Capturing photographic proof that you were where you said you were, is moving into the hands of strangers again — and off the selfie stick.
Butchart Gardens this month has joined other tourist attractions across North America in banning the use of selfie sticks by visitors. Those are the long, thin poles, designed to attach to smart phones to allow users to snap pictures of themselves from a higher or more distant angle.
Dale Ryan, Butchart Gardens’ manager of public relations, sales and marketing, says customers have been complaining about selfie sticks frequently. She said they have been keeping track of those comments and policies at other tourist attractions for the last two years. Concerns have been raised on both the potential for injury caused by the devices and for the potential loss of enjoyment of the surroundings by other guests.
“We didn’t want to react,” Ryan said. “We had a look at guest comments over that period and what other attractions were doing.”

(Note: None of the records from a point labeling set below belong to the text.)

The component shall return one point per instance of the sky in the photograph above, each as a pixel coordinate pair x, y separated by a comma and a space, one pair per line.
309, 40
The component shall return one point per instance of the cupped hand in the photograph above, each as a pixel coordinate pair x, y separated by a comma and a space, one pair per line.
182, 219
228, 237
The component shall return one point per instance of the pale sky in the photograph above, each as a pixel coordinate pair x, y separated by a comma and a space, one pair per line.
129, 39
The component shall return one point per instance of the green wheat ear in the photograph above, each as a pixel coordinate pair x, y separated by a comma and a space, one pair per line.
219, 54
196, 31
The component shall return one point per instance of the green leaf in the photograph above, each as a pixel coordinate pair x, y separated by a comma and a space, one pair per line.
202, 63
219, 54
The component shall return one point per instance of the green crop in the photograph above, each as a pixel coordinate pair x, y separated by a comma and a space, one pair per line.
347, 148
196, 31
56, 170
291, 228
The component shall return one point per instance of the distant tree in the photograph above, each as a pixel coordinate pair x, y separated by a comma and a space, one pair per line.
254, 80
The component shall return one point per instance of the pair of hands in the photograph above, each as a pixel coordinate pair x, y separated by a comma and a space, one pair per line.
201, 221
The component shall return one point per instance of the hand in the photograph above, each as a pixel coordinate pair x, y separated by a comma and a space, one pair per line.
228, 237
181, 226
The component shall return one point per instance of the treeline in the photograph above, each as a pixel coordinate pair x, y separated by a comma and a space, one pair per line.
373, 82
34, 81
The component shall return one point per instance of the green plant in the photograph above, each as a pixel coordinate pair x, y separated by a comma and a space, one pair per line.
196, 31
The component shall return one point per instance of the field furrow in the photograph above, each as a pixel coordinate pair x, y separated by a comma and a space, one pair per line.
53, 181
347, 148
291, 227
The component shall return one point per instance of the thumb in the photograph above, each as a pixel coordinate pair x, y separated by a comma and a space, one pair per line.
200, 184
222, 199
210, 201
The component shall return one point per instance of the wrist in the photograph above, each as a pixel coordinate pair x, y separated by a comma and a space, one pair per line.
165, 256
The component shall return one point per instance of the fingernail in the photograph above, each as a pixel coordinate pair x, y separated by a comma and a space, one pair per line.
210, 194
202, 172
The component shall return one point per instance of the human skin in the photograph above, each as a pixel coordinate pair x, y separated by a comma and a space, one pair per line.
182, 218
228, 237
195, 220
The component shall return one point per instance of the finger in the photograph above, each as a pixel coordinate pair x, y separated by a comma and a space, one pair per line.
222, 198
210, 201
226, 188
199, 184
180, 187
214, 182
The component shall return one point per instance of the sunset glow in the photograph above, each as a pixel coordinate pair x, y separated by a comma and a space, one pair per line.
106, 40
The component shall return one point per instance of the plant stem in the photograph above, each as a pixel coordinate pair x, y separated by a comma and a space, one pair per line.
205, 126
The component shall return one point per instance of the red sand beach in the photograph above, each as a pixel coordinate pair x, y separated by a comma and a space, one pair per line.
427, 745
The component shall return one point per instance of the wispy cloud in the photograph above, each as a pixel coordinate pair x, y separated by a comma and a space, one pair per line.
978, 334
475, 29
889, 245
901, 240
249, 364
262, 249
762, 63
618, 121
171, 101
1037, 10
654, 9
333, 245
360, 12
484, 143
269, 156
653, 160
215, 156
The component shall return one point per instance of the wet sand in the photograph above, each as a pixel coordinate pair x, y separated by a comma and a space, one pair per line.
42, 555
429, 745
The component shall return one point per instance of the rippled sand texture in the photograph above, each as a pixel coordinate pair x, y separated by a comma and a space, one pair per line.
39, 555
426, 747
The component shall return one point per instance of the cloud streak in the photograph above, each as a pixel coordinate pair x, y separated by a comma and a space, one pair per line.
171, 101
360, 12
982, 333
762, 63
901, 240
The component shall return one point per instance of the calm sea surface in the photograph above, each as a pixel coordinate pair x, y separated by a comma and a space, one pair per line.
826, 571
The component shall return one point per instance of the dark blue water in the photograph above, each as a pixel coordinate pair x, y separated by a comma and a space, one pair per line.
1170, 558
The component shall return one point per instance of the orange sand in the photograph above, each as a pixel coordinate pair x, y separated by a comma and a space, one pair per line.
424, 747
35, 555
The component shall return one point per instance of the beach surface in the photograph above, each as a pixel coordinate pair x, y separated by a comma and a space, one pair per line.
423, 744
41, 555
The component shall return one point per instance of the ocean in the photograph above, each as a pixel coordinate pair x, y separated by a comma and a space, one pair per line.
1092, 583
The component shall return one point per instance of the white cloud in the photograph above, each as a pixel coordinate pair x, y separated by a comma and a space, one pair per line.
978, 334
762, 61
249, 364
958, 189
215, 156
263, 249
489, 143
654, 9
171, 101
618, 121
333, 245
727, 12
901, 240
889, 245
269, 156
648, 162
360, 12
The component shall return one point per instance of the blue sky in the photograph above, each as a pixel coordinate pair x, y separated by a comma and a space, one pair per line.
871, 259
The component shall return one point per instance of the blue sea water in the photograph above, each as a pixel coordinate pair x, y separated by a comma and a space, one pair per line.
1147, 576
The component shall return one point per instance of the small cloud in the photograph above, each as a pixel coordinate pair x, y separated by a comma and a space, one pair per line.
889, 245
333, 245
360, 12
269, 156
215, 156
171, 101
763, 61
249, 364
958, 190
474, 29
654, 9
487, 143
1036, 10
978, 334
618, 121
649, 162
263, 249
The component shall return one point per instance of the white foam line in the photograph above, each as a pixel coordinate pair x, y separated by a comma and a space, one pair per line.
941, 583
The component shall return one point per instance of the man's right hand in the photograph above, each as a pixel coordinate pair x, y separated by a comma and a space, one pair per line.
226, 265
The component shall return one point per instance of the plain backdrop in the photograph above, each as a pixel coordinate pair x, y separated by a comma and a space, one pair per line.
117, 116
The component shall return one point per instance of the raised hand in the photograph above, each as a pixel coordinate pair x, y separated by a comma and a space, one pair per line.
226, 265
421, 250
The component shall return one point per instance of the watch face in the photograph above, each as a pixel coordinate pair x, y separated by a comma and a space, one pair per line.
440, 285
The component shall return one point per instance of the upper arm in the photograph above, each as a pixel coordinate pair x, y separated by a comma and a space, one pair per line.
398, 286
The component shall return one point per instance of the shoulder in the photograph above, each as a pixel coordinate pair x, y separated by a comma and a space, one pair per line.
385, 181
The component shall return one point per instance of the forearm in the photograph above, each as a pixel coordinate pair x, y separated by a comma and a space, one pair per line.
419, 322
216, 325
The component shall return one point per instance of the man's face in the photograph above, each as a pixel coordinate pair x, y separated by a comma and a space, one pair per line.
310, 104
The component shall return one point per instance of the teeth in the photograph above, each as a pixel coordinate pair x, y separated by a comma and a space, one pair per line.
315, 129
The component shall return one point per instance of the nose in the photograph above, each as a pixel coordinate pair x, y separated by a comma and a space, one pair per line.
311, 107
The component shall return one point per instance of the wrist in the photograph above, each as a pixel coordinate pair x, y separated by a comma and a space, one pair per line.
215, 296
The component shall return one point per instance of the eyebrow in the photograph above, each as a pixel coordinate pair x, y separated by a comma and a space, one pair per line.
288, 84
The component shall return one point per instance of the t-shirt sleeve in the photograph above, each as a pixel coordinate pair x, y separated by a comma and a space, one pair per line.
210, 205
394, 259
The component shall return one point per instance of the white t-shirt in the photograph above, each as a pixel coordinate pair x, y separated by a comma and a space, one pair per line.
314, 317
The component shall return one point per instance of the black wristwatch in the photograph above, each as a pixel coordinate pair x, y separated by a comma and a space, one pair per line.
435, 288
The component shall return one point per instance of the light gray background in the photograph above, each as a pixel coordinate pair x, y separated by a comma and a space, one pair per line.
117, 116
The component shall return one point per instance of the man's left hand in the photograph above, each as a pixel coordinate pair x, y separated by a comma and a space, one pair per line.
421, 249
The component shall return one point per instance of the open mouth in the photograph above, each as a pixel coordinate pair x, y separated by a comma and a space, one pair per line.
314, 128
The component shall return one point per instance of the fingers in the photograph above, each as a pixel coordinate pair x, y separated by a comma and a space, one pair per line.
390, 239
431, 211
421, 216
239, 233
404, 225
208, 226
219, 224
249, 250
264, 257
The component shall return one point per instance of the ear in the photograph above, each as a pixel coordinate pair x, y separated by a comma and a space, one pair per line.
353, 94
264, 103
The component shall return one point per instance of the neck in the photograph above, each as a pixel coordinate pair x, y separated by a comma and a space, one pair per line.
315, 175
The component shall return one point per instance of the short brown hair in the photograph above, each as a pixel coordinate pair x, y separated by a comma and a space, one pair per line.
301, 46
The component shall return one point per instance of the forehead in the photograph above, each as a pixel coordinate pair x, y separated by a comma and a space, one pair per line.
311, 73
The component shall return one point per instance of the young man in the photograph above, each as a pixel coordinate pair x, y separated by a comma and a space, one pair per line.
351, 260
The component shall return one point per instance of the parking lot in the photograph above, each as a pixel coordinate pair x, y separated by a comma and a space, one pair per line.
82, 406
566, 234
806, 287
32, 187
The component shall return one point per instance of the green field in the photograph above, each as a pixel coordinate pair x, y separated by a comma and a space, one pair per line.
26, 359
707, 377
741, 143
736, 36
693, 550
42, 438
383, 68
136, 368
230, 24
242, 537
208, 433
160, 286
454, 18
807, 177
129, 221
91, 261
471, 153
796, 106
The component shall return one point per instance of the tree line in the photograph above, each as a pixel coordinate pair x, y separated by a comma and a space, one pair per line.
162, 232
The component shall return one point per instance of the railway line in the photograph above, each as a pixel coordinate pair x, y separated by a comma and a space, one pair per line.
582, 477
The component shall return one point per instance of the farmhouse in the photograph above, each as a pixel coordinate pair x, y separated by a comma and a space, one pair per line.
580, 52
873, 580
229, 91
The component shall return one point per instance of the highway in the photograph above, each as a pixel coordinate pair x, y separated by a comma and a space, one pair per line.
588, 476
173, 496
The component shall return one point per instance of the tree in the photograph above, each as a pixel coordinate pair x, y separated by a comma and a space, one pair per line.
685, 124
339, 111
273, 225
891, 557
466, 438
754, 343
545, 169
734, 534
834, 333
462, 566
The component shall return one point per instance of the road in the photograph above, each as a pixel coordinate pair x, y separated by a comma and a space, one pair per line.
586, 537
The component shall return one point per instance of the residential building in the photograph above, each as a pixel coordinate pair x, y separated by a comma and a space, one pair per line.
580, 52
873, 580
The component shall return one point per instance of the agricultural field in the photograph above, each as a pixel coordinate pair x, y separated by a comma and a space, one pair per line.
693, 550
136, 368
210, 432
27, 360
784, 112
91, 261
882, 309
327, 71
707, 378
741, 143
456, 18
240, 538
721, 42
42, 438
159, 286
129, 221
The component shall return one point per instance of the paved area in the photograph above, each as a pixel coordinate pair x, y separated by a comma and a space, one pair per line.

Disneyland and its affiliated attractions banned selfie sticks in 2015, as did the Pacific National Exhibition (PNE) in Vancouver. Six Flags resorts in the U.S. banned them as well. Attractions like the San Diego Zoo, still allow their use.
Victoria’s Royal BC Musuem does not allow the use of tripods or monopods, but does allow general photography for personal or educational use. In an email to the News Review, a Museum spokesperson stated: “We do not ban selfie sticks. We trust our visitors to respect the sightlines and experience of others as well as the safety of our objects. We haven’t had any issues to date.”
The website canibringmyselfiestick.com is a list of some of the world’s top tourist destinations — and whether they allow selfie sticks. Many museums on their list appear to not allow the units.
Ryan said when Butchart Gardens looked into the matter, they found most of the complaints occurred during their busiest seasons, summer and Christmas. But instead of making a policy for those periods alone, they decided to make it a blanket ban.
Cameras are still OK to use at Butchart Gardens, Ryan confirmed. Even tripods are fine, as long as they are off the narrow garden paths and are not interfering with other guests’ enjoyment.
One of the times when Butchart Gardens does have complaints over camera or device use, is during their summer fireworks series. Ryan said people often complain about the glow from iPads or other devices while watching the fireworks, as well as camera flashes going off, disrupting the main flashes in the sky.
Ryan said they ask all of their guests to not use flash photography during the fireworks and to respect their neighbours at all times when using other devices.
Central Saanich’s Butchart Gardens regularly welcomes one million visitors each year and Ryan said they are expecting a busier tourist season in 2017.